Setelah pembahasan tiga edisi berturut-turut, biarlah kita boleh memiliki pengertian yang komprehensif tentang biblical music. Saya mengakhiri pembahasan Biblical Music ini dengan mengutip sebuah lagu yang berjudul “Open My Eyes” dan biarlah lagu ini boleh menjadi doa kita bersama :
Open my eyes that I may see glimpses of truth Thou hast for me;
Place in my hands the wonderful truth that shall unclasp and set me free
Reff : Silently now, I wait for thee, ready my God, Thy will to see,
Open my eyes illumine me, Spirit Divine!

Open my ears, that I may hear voices of truth Thou sendest clear:
And while the wave notes fall on my ear, ev’rything false will disappear

Open my mouth, and let me bear gladly the warm truth ev’rywhere
Open my heart and let me prepare love with Thy children thus to share

Soli Deo Gloria!


[i] Chord 7 terdiri dari nada 1-3-5-7.
[ii] Herbert W. Bateman IV (ed), Authentic Worship (Grand Rapids: Herbert W. Bateman IV, 2002), 164-165.
[iii] Penjelasan lebih lanjut dapat dilihat pada Bulletin Pillar bulan Oktober “Music and Body” Part One hal. 9, 10.



Sumber :
Buletin Pemuda Gereja Reformed Injili Indonesia (GRII) : PILLAR Edisi September s/d November 2007 (www.buletinpillar.org)




1 comment:

Anonymous said...

terima kasih atas pencerahan yang diberikan. saya ambil yang tersurat dalam Alkitab, saya terima semua penafsiran subjektif untuk memperkaya wawasan teologis.

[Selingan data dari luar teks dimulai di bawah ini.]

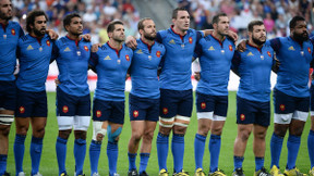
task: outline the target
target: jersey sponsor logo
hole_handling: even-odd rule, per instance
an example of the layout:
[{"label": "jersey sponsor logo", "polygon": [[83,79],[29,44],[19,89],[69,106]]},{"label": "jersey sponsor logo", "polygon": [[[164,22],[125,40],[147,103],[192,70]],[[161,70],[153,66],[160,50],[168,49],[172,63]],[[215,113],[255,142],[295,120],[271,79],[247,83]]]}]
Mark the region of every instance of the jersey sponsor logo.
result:
[{"label": "jersey sponsor logo", "polygon": [[12,34],[13,36],[15,36],[16,33],[15,33],[15,29],[14,29],[14,28],[11,29],[11,34]]},{"label": "jersey sponsor logo", "polygon": [[97,110],[96,111],[96,116],[99,118],[101,116],[101,111]]},{"label": "jersey sponsor logo", "polygon": [[174,43],[174,45],[176,45],[176,42],[174,42],[174,40],[173,40],[173,39],[171,39],[171,40],[169,41],[169,43]]},{"label": "jersey sponsor logo", "polygon": [[210,46],[210,47],[208,48],[208,51],[215,51],[214,47]]},{"label": "jersey sponsor logo", "polygon": [[290,50],[290,51],[295,51],[295,49],[294,49],[292,46],[289,47],[288,50]]},{"label": "jersey sponsor logo", "polygon": [[69,108],[68,108],[68,105],[63,105],[63,108],[62,108],[62,112],[65,113],[65,114],[69,112]]},{"label": "jersey sponsor logo", "polygon": [[271,58],[271,54],[270,54],[270,52],[269,52],[269,51],[267,51],[267,54],[268,54],[268,56],[270,56],[270,58]]},{"label": "jersey sponsor logo", "polygon": [[167,108],[164,108],[162,109],[162,113],[166,115],[166,114],[168,114],[168,109]]},{"label": "jersey sponsor logo", "polygon": [[286,110],[286,105],[285,104],[280,104],[279,109],[280,109],[280,111],[285,111]]},{"label": "jersey sponsor logo", "polygon": [[20,111],[21,114],[23,114],[25,112],[25,108],[24,106],[20,106],[19,111]]},{"label": "jersey sponsor logo", "polygon": [[111,58],[109,55],[107,55],[104,60],[111,60]]},{"label": "jersey sponsor logo", "polygon": [[202,110],[206,109],[206,103],[205,103],[205,102],[202,102],[202,103],[201,103],[201,109],[202,109]]},{"label": "jersey sponsor logo", "polygon": [[136,110],[133,111],[133,116],[134,116],[135,118],[138,116],[138,114],[140,114],[138,111],[136,111]]},{"label": "jersey sponsor logo", "polygon": [[67,52],[67,51],[71,51],[71,50],[69,47],[67,47],[63,51]]},{"label": "jersey sponsor logo", "polygon": [[142,51],[141,49],[138,49],[138,50],[136,51],[136,53],[140,53],[140,54],[141,54],[141,53],[143,53],[143,51]]},{"label": "jersey sponsor logo", "polygon": [[252,55],[254,55],[252,52],[249,52],[249,53],[246,54],[246,56],[252,56]]},{"label": "jersey sponsor logo", "polygon": [[87,46],[84,46],[84,50],[88,52],[88,47],[87,47]]},{"label": "jersey sponsor logo", "polygon": [[233,48],[232,48],[232,46],[231,46],[231,45],[229,45],[229,50],[230,50],[230,51],[232,51],[232,50],[233,50]]},{"label": "jersey sponsor logo", "polygon": [[192,42],[193,42],[193,39],[192,39],[192,37],[190,37],[190,38],[189,38],[189,42],[190,42],[190,43],[192,43]]},{"label": "jersey sponsor logo", "polygon": [[26,50],[34,50],[34,48],[29,45]]},{"label": "jersey sponsor logo", "polygon": [[241,115],[240,115],[240,120],[241,120],[241,121],[244,121],[244,120],[245,120],[245,115],[244,115],[244,114],[241,114]]},{"label": "jersey sponsor logo", "polygon": [[160,51],[157,51],[157,52],[156,52],[156,56],[157,56],[157,58],[160,58],[160,54],[161,54]]},{"label": "jersey sponsor logo", "polygon": [[49,40],[47,40],[46,43],[47,43],[48,47],[50,47],[50,41]]}]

> Teks lagu yang saya pernah baca, saya tidak ingat persis, berbunyi demikian, “Yo, mari semua, daripada bengong, pusing-pusing, lebih baik nyanyi buat Tuhan!”

Saya beri info bagi Sdri. Iskandar, judul: "Bareng-bareng"
karya Franky Sihombing. Lagu tersebut diciptakan untuk memuliakan Tuhan.

Memang bahasa, sebagai bagian dari gaya komunikasi yang dipakai, mencerminkan golongan "orang-orang berdosa: pelacur dan para pemungut cukai", bukan mewakili golongan "ahli-ahli taurat dan orang-orang Farisi".